Friends crowded around with congratulations; but all who took the hand of Salome, Duchess of Hereward, felt its icy chill even through her glove and theirs.
“No wonder poor child,” they said to themselves; “she is thinking of her father, murdered on her first appointed wedding-day.”
But it was not that. Salome had too clear a spiritual insight not to know that her father was more alive than he had been while on earth, and that he was bending down and blessing her, even there.
No; but the dark shadow of the approaching ill drew nearer and nearer. She could not know what it was. She could only feel it coming and chilling and darkening her soul.
After a few minutes passed in the vestry, during which the marriage of Archibald-Alexander-John Scott, Duke of Hereward, and Salome Levison was duly registered and signed and witnessed, the newly-married pair were at liberty to return home.
The young duke handed his youthful duchess into his own handsomely appointed carriage.

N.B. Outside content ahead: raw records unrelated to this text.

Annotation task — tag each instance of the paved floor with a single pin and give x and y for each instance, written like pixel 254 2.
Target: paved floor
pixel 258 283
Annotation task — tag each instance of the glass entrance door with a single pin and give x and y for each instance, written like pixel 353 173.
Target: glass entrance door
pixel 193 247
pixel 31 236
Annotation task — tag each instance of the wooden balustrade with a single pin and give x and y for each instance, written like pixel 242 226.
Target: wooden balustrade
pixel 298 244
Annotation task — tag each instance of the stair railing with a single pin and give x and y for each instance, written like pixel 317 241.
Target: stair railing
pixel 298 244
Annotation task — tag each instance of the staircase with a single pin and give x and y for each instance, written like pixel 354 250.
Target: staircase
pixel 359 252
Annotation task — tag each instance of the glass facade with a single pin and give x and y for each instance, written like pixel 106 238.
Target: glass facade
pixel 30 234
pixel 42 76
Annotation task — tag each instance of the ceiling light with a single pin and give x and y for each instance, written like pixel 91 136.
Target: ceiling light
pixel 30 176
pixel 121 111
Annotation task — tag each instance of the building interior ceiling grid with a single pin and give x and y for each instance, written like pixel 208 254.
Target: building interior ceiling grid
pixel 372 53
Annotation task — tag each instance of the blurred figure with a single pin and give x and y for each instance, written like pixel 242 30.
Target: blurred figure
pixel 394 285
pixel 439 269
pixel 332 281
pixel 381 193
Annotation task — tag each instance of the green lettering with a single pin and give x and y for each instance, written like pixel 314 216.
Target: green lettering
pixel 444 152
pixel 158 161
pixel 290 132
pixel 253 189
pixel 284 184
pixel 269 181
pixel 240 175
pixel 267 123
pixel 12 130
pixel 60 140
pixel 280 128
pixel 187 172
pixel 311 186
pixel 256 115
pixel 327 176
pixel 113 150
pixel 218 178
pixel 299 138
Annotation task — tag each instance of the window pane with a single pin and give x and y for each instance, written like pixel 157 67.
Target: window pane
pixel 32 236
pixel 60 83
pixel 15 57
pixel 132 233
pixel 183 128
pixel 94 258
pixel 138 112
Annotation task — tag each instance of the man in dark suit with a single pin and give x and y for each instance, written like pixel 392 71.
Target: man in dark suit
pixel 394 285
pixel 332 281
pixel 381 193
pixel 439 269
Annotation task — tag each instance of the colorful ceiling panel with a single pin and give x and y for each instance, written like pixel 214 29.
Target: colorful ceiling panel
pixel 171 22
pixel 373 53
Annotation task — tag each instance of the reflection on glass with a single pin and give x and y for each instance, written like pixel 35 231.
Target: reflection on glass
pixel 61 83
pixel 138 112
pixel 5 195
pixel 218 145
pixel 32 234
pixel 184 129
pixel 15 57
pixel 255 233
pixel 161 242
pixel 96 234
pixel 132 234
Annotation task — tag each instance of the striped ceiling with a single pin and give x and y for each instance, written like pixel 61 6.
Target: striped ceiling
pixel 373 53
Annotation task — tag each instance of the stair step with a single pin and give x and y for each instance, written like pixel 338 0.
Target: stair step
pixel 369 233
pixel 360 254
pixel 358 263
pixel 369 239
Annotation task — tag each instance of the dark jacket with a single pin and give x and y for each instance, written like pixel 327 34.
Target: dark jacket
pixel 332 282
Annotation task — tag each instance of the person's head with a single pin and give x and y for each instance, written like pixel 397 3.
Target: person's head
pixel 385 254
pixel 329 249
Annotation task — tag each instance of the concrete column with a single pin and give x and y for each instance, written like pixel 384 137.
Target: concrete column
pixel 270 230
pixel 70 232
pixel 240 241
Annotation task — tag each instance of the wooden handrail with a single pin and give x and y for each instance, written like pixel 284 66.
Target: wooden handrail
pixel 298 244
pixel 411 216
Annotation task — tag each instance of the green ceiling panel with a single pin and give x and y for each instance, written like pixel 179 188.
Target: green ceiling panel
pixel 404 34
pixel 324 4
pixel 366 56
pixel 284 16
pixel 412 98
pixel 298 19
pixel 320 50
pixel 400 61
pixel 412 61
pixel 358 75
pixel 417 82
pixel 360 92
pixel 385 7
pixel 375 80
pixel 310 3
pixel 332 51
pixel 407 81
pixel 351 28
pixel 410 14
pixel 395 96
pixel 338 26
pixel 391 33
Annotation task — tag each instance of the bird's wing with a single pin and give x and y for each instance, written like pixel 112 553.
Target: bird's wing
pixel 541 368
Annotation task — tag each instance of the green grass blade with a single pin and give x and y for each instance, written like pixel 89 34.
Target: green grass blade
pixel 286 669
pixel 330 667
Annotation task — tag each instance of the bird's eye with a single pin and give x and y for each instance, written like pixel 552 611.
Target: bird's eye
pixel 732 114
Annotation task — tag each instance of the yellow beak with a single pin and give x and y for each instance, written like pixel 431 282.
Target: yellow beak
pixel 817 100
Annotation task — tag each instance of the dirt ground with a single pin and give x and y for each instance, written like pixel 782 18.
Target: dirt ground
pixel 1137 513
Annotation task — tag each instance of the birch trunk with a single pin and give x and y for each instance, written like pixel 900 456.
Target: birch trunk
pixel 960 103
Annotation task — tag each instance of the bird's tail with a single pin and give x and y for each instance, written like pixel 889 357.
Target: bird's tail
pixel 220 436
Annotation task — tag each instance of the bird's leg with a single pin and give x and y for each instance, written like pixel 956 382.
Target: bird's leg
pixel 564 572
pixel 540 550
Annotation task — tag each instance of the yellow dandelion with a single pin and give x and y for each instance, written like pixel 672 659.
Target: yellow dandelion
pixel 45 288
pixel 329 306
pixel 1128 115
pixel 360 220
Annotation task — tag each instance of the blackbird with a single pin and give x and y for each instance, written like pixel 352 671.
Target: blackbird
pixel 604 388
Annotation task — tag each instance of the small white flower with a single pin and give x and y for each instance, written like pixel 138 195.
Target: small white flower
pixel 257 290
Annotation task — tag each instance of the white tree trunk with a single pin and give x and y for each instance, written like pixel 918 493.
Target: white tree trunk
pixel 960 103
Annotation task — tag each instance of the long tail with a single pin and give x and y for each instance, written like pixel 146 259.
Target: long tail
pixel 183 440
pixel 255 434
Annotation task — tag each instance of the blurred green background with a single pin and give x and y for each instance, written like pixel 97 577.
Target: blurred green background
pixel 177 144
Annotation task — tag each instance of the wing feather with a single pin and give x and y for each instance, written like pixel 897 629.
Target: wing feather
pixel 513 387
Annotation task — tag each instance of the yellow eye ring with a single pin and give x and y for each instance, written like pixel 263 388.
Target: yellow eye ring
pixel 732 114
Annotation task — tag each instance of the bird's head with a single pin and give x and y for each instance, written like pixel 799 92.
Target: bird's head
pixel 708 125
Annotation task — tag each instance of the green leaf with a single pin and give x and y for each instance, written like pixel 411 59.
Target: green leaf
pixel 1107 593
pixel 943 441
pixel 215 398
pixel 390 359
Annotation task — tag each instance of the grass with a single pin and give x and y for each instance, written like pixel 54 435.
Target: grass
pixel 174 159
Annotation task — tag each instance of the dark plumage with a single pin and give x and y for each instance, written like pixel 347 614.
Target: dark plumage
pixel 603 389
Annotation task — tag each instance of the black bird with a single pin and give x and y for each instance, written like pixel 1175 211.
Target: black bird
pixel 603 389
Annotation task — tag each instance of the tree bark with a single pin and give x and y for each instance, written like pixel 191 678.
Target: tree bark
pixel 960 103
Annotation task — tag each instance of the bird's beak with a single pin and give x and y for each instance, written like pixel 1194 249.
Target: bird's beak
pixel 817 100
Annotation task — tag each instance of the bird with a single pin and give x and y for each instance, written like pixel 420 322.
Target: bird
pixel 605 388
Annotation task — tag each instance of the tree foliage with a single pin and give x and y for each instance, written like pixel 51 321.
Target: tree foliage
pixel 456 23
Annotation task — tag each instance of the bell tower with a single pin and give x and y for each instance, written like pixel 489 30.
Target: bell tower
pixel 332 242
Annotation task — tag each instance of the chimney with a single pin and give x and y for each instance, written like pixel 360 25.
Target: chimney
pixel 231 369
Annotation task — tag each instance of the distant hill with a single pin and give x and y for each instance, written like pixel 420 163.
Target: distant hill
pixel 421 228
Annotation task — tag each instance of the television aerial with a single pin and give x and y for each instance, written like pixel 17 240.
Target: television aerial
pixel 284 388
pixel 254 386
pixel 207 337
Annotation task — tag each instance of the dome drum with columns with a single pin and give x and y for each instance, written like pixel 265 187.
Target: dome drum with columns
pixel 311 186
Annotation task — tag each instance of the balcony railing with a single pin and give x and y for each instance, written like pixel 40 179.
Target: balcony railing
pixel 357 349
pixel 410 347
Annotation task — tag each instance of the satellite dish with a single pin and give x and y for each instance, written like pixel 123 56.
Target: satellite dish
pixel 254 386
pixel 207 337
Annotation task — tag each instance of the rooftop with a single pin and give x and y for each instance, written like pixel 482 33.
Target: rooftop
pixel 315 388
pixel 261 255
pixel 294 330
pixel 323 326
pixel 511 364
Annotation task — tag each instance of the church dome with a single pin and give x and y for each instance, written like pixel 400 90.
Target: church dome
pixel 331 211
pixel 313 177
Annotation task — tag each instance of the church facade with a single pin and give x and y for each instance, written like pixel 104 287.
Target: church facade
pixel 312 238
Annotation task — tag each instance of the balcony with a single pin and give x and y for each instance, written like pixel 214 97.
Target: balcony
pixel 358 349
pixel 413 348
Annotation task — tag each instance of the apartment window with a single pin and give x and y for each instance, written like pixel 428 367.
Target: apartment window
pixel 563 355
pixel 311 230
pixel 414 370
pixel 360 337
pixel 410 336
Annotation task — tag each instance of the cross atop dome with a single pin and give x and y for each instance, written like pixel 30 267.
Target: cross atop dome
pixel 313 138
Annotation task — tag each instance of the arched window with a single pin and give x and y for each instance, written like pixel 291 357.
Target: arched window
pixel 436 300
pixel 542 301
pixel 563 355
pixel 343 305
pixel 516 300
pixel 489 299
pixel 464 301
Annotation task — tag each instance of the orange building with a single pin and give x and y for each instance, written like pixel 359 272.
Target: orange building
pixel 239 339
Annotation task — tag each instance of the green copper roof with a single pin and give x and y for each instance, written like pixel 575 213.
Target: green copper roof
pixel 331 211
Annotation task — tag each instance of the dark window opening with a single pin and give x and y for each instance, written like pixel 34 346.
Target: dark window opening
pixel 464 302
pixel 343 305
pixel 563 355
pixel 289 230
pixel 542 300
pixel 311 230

Baron Von Levison took her vacated place in the carriage with Lady Belgrade and the bridesmaids.
The few invited guests, being only the nearest family connections of the bride and bridegroom, got into their carriages and followed to the bride’s residence on Westbourne Terrace, where the wedding breakfast awaited.
There were now no decorated halls and drawing-rooms, no bands of music, no display of splendid bridal presents, no parade whatever.
To be sure, an elegant breakfast-table was laid for the guests. It was decorated only with fragrant white flowers from the home conservatory, furnished with white Sevres china and silver, and provided with a luxurious and dainty repast. That was all. All magnificence and splendor of display was carefully avoided in the feast as in the ceremony.
Only ten in all sat down to the table, viz., the bride and bridegroom, two bridesmaids, two groomsmen, Lady Belgrade, Baron Von Levison, the Bishop of London, and the Rector of St. George’s.
A graver wedding party never was brought together. Even the youthful bridesmaids and groomsmen, expected to be “the life of the company,” were awed into silence by the preponderance of age and clerical dignity in the little assembly, for the bishop was not ready with his usual harmless little jest, and the rector did not care to take precedence over his superior.